Blue murder has been cried that the era of post-truth is dawning. But just like post-humanism and the father of confused thoughts, postmodernism, the era of post-truth is nothing but an audacious and weak analysis of our time. Truth, as always, plays a central role in everything we do… prokaryotes included, as even bacteria know how to fool each other. In order to lie successfully, one must know what that lie should hide. Furthermore, truth is often spoken of as a thing you can find, but on searching one may discover the image of their own ignorance that surrounds understanding. Truth then, is a property of how we look, not of what we see.

The exhibition speak, memory takes the relationship between truth and art as its starting point. We invite the visitor to approach the exhibition in the light of renewed interest in this relationship. Thus, truth becomes a framework that hints towards the core of each work in the show. The exhibition contains existing works and a number of artists have been asked to create new work. Collectively they show a wide variety of connections to the theme.

speak, memory takes place during the 40th anniversary of the W139. It seeks to focus on the future. In the near future, W139 sees the scars of a decade’s wear and tear slowly healing. Anyone who considers this an exaggeration is most welcome to tell us. We’re especially open to those who know better.

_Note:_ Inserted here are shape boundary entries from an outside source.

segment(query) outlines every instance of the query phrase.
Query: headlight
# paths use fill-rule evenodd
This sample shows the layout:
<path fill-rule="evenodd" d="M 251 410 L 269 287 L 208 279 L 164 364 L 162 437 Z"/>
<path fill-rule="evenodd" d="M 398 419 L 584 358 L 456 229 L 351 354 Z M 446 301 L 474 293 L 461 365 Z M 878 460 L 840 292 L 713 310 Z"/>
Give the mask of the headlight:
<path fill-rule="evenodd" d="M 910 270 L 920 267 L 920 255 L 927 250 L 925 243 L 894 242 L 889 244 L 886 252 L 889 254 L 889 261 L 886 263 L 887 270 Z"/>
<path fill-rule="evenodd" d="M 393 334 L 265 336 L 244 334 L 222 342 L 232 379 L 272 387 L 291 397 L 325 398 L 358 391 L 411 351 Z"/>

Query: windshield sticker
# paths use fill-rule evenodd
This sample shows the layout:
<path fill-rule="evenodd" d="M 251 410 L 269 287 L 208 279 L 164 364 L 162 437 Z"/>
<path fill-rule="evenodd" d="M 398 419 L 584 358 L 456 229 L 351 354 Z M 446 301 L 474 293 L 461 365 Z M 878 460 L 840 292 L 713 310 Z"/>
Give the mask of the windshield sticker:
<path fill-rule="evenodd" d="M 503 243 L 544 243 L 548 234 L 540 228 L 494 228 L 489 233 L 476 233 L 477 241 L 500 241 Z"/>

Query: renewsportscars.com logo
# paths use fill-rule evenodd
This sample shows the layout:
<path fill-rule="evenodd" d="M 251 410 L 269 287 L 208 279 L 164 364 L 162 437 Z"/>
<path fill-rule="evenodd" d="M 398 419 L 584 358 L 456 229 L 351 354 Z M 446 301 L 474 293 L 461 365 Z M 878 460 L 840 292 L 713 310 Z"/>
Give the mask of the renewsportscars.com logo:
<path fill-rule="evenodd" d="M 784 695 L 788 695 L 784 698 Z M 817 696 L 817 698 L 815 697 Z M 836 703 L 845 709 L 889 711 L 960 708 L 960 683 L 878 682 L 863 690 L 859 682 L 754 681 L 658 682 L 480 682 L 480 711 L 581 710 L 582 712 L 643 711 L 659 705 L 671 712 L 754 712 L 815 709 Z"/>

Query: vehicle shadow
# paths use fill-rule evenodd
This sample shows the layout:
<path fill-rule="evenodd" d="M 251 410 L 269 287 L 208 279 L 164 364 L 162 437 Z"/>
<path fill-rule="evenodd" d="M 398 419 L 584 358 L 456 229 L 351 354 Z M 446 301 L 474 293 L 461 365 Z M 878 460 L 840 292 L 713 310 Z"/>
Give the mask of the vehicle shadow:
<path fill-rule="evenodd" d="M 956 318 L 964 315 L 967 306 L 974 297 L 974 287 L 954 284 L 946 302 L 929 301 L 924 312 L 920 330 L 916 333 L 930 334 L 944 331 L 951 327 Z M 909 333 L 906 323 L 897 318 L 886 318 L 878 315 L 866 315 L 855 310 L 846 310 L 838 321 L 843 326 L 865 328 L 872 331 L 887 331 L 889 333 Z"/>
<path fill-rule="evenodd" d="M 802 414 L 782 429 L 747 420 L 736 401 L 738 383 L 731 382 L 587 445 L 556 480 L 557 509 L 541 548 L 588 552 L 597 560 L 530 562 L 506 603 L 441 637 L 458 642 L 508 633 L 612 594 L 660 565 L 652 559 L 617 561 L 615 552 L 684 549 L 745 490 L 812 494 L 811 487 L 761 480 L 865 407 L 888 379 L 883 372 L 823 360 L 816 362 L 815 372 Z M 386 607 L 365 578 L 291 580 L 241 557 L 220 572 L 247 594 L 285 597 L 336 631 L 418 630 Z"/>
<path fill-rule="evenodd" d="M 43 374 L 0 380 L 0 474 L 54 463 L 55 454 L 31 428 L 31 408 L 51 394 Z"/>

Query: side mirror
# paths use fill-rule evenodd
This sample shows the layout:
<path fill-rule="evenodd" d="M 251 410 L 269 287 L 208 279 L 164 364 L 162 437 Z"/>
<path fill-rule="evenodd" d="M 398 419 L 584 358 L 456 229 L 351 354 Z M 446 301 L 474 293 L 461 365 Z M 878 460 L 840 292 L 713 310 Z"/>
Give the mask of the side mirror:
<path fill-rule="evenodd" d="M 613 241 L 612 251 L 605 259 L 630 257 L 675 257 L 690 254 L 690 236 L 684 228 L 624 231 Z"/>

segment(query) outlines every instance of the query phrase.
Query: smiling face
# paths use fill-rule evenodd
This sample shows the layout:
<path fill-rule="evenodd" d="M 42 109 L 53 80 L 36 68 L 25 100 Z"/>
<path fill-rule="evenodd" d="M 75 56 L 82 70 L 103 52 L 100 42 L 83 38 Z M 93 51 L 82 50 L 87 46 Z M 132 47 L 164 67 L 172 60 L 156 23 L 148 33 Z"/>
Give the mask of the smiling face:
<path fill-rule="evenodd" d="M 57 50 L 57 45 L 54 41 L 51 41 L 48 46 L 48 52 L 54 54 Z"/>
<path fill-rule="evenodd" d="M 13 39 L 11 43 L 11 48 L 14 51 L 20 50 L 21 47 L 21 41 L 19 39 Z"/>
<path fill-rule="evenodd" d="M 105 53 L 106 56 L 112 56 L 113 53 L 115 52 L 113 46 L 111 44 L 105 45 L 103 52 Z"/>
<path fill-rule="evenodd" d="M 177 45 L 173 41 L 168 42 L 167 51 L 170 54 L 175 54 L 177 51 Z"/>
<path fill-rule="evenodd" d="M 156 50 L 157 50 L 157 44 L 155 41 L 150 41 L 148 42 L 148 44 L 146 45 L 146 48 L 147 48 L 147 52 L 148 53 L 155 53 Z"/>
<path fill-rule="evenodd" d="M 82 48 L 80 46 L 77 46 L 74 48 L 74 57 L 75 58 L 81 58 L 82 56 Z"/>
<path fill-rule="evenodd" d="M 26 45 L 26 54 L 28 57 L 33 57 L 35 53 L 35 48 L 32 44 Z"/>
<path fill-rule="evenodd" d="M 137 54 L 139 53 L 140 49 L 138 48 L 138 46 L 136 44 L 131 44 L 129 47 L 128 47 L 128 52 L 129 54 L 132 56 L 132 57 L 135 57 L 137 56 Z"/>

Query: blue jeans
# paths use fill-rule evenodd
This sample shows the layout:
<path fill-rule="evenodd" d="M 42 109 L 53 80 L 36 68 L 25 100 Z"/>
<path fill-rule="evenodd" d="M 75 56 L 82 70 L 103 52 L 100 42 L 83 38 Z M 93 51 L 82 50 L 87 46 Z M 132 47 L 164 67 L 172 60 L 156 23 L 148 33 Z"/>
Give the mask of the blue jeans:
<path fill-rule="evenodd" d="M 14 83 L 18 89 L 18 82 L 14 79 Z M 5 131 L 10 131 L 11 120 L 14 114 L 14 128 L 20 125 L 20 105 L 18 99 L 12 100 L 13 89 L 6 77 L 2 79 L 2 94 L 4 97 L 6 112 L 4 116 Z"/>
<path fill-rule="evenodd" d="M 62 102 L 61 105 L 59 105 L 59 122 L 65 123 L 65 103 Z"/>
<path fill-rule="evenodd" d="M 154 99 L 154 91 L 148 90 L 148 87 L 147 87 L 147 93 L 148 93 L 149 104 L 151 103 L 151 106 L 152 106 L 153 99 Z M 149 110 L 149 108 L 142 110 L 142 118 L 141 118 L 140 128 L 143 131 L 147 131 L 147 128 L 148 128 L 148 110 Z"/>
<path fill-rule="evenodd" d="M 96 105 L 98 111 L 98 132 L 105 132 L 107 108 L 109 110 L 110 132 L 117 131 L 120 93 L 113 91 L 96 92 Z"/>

Graphic design by Jonathan Castro Alejos.
Photography by Ernst van Deursen.

Europe Is Our Playground

Brutally stolen from Suede’s same titled song from the 1996 album Coming Up, it is not so much an ode or reflection to the contents of the original title holder, nor is it deeply concerned with the background of this Britpopish song (although it is that of an interesting notion), the title is solely borrowed, used and abused for the mere and sheer liking of the four words themselves, right here and right now.

Through a series of various snippets of essayistic/column-like moving images, Europe Is Our Playground, deals with matters such as modern-day Dutch imperialistic retail tendencies, a contemporary sense of the European single market and its e-numbers (and other measures and measurements), the dominant state of glocal consumerism of sex, drugs, and Nutella engulfed waffles, bowling, exoticism in European wildlife, explosions, the difference between Snel Gips and Plâtre de Modelage, contrasts and structures, wires, routers and interconnectivity, and lastly, Maurice. That, and much more (or slightly less) and all from the refuge of the studio.

Europe Is Our Playground by Brussels-based artist Kitty Kamp marks the end of a 4-month artist in residence period at W139, kindly supported by the Mondriaan Fund.